I have no problem tipping someone for providing me an extra service, and I’m not stingy about it. You help me unload the luggage from my car, put it on your cart, then help me cut to the front of the line so we save time as you expedite my luggage-checking, and I’ll happily slap some green on you.
But this guy wasn’t doing anything the people inside the terminal at the airline counter weren’t doing — in fact, it was the exact same job! No one in their right mind would ever tip a ticket agent for making sure the bags got on that conveyor belt, so why does this guy deserve a gratuity? The airline outsources the job, and the consumer has to pick up the slack once again.

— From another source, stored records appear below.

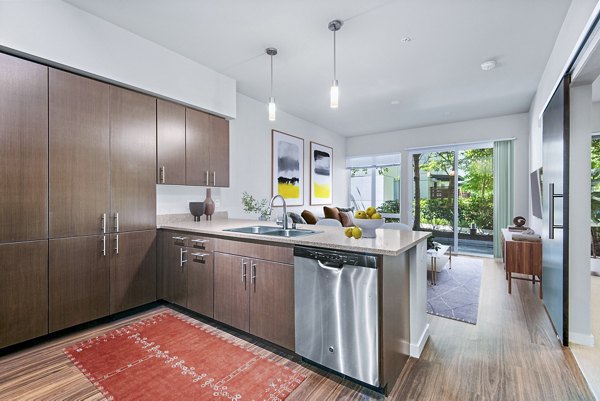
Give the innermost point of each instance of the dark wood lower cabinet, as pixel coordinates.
(23, 291)
(173, 272)
(200, 282)
(256, 296)
(132, 270)
(231, 290)
(272, 302)
(78, 280)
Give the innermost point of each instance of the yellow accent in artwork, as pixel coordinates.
(322, 190)
(288, 191)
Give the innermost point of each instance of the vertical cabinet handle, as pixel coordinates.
(551, 225)
(181, 260)
(117, 222)
(103, 220)
(253, 272)
(243, 270)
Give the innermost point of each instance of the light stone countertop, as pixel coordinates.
(388, 242)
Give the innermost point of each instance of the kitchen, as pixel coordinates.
(104, 203)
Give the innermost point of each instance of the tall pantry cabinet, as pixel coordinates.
(23, 200)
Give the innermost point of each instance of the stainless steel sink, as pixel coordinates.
(273, 231)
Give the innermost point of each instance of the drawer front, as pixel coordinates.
(256, 250)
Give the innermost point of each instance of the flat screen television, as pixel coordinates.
(536, 192)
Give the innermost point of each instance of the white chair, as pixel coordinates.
(396, 226)
(329, 222)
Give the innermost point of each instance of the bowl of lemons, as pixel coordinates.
(368, 221)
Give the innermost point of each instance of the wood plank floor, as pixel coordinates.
(511, 354)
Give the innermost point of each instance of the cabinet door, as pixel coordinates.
(197, 148)
(132, 160)
(272, 302)
(170, 134)
(23, 150)
(173, 269)
(79, 280)
(231, 292)
(23, 291)
(132, 270)
(200, 281)
(219, 151)
(79, 154)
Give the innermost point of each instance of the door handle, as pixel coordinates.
(253, 272)
(243, 270)
(181, 253)
(551, 225)
(103, 219)
(161, 175)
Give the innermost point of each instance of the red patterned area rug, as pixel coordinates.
(166, 357)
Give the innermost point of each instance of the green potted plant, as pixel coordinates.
(253, 205)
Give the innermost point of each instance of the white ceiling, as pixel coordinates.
(436, 77)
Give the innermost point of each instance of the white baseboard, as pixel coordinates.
(416, 349)
(581, 339)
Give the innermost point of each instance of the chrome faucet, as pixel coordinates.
(285, 227)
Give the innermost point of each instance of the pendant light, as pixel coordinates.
(271, 51)
(334, 93)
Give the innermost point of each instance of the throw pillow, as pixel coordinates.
(309, 217)
(296, 218)
(346, 218)
(331, 213)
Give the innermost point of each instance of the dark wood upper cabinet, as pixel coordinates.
(23, 150)
(79, 280)
(219, 151)
(23, 291)
(132, 161)
(79, 154)
(132, 270)
(197, 148)
(206, 149)
(232, 277)
(272, 294)
(170, 142)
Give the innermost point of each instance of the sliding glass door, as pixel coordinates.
(453, 197)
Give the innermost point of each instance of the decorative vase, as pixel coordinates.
(209, 205)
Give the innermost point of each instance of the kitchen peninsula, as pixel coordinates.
(253, 280)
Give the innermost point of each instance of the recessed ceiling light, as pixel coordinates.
(488, 65)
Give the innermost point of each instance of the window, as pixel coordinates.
(375, 181)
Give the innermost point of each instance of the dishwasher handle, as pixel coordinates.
(331, 265)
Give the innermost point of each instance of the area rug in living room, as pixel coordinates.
(456, 295)
(166, 357)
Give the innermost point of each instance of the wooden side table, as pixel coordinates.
(524, 257)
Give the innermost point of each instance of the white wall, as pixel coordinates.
(65, 35)
(571, 36)
(250, 162)
(489, 129)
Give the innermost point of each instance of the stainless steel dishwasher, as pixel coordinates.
(336, 311)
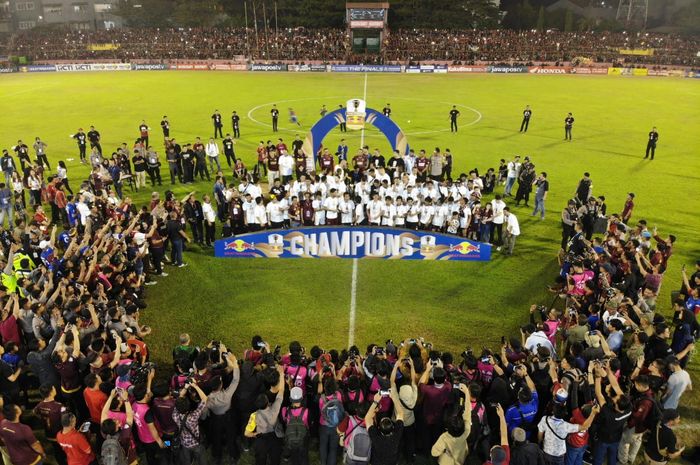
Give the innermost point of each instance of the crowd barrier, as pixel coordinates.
(65, 67)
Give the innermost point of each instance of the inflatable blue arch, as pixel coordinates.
(390, 129)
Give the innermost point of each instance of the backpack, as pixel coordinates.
(358, 446)
(332, 412)
(295, 433)
(112, 452)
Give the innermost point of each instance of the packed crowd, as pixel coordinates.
(402, 46)
(598, 371)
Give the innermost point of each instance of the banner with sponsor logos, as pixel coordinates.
(79, 67)
(549, 70)
(590, 70)
(37, 69)
(149, 67)
(637, 51)
(467, 69)
(366, 68)
(508, 69)
(270, 67)
(352, 242)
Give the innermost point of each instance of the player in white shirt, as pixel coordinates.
(347, 209)
(388, 212)
(512, 232)
(412, 214)
(427, 212)
(330, 205)
(401, 212)
(498, 219)
(320, 216)
(374, 210)
(360, 218)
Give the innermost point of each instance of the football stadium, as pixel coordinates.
(363, 233)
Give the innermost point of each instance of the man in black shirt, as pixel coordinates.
(275, 113)
(22, 151)
(165, 125)
(526, 119)
(662, 446)
(343, 125)
(454, 114)
(81, 138)
(228, 150)
(94, 138)
(218, 124)
(651, 144)
(568, 124)
(236, 123)
(387, 110)
(613, 416)
(385, 437)
(177, 236)
(297, 144)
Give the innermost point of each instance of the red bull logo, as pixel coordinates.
(239, 246)
(465, 248)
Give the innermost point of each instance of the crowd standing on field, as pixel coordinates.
(400, 46)
(597, 375)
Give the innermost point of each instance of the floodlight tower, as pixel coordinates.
(633, 12)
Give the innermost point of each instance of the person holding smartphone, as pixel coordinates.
(73, 442)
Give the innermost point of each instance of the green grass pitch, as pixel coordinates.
(454, 305)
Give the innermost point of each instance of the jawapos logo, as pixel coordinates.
(465, 248)
(240, 246)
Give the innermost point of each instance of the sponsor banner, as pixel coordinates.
(366, 68)
(270, 67)
(508, 69)
(637, 51)
(228, 67)
(359, 24)
(37, 68)
(79, 67)
(590, 70)
(352, 242)
(99, 47)
(467, 69)
(190, 67)
(149, 66)
(549, 70)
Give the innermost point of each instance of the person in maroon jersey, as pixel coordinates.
(50, 411)
(300, 163)
(326, 162)
(273, 165)
(422, 164)
(307, 210)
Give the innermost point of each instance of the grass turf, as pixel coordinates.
(452, 304)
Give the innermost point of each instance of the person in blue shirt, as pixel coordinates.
(523, 413)
(342, 151)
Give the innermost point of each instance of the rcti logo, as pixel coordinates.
(465, 248)
(239, 246)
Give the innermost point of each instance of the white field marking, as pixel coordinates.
(353, 286)
(479, 116)
(353, 304)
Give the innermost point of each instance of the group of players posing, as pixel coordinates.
(411, 191)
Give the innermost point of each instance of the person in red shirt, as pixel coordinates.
(500, 454)
(95, 399)
(74, 443)
(22, 445)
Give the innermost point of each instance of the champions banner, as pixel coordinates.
(352, 242)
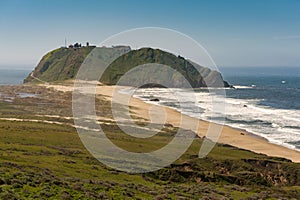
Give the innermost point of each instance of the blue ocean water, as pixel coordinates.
(13, 76)
(266, 102)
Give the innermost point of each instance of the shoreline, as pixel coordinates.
(229, 135)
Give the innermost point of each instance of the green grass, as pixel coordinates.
(48, 161)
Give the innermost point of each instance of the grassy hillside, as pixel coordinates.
(63, 64)
(60, 64)
(43, 160)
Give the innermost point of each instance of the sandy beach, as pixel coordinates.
(229, 135)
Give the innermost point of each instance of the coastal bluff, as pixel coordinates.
(63, 64)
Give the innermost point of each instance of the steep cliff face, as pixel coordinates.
(59, 64)
(63, 64)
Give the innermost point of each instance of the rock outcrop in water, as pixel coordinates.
(63, 64)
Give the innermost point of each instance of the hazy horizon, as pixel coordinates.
(235, 33)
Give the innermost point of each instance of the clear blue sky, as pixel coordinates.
(234, 32)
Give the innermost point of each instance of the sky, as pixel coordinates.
(236, 33)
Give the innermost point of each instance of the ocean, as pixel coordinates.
(265, 101)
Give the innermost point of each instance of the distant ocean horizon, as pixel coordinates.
(265, 102)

It’s no different than going to a restaurant to pick up a to-go order. If you pay by credit card, there’s that spot on the receipt where you would add a tip if you’d been served by a waitress in the restaurant or had the food delivered to your home, but does anyone add a tip when they’ve driven to the restaurant and picked up the order themselves? Do you tip at the McDonald’s drive-thru or the Starbucks counter?
I have the same thought whenever I’m in Vegas and need a taxi. I walk out of a hotel to the line at the cab stand and wait my turn. When I’m next, the doorman (or transportation expediter, which I’m sure is the politically correct term) asks me how many people are in my party and where I’m going. He then opens the door of the cab and repeats this information to the cabbie. For this minor and completely unnecessary service, I’ve seen hundreds of people slip the guy a buck or two. Thanks, but I can open a car door and speak to the driver myself. Done it thousands of times in major cities all around the world. Why exactly do I need a middle man?
Once, I asked a Vegas cabbie about this practice. He told me that the doormen were making such huge sums of money from these tips that the larger hotels were starting to demand up-front payments of tens of thousands of dollars before they’d consider someone for the job. He also said that while cabbies were usually treated equally, some of these doorman run a ruthless extortion racket when it comes to limo and other for-hire drivers, refusing to steer guests to them unless they got a kickback, blackballing those who wouldn’t play along.
I felt a little extorted myself at the curbside check-in, especially when I heard, “I’m your skycap, and I’ll make sure these bags get on the plane.” The insinuation there was that if I didn’t cough up a few bucks, my bags were headed to Santa Fe instead of Boston. Since that’s one of the classic fears of flying — and since we could still recall a rather horrific lost-luggage experience from a couple of decades ago that had first set us on our policy of carry-on-only — I pulled out a five and handed it over. The skycap thanked us (with all the sincerity of a Soprano bag man collecting protection money) and we went on our way.
I’m happy to report that our bags went the same way we did, but I felt so used.